Output: An index i such that x equals $A[i]$ or the special value NIL if x does not appear in $A$.
Write pseudocode for linear search, which scans through the array from beginning to end, looking for x. Using a loop invariant, prove that your algorithm is correct. Make sure that your loop invariant fulfills the three necessary properties.
- Loop invariant: At the start of the ith iteration of the for loop, no element in the subarray $A[1:i-1] equal $x$
- Initialization: Before the first iteration (i=1), $A[1:0]$ is empty, so no elements in $A[1:0]$ eqaul $x$
- Maintenance: During the ith iteration, if $A[i]==x$ , the algorithms return the correct answer $i$.Otherwise, i increases $1$ and no element in $A[1:i]$ equal $x$, at the start of the ith iteration. Incrementing i for the next iteration of the for loop then preserves the loop invariant.

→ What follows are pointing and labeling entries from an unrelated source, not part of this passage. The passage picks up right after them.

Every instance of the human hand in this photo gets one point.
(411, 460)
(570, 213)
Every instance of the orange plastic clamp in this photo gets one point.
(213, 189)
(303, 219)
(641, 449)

- Termination: The loop terminates when $i > n$, since i increase 1 at each iteration, $i=n+1$ at termination. No element in $A[1:i-1]=A[1:n]$ equal $x$.
2.1-5¶
Consider the problem of adding two n-bit binary integers $a$ and $b$, stored in two $n$-element arrays $A[0:n-1]$ and $B[0:n-1]$, where each element is either $0$ or $1$. $a = \sum_{i=0}^{n-1} A[i] \cdot 2^i$, and $b = \sum_{i=0}^{n-1} B[i] \cdot 2^i$. The sum $c = a + b$ of the two integers should be stored in binary form in an ($n+1$)-element array $C[0:n]$, where $c = \sum_{i=0}^{n} C[i] \cdot 2^i$. Write a procedure ADD-BINARY-INTEGERS that takes as input arrays $A$ and $B$, along with the length n, and returns array C holding the sum.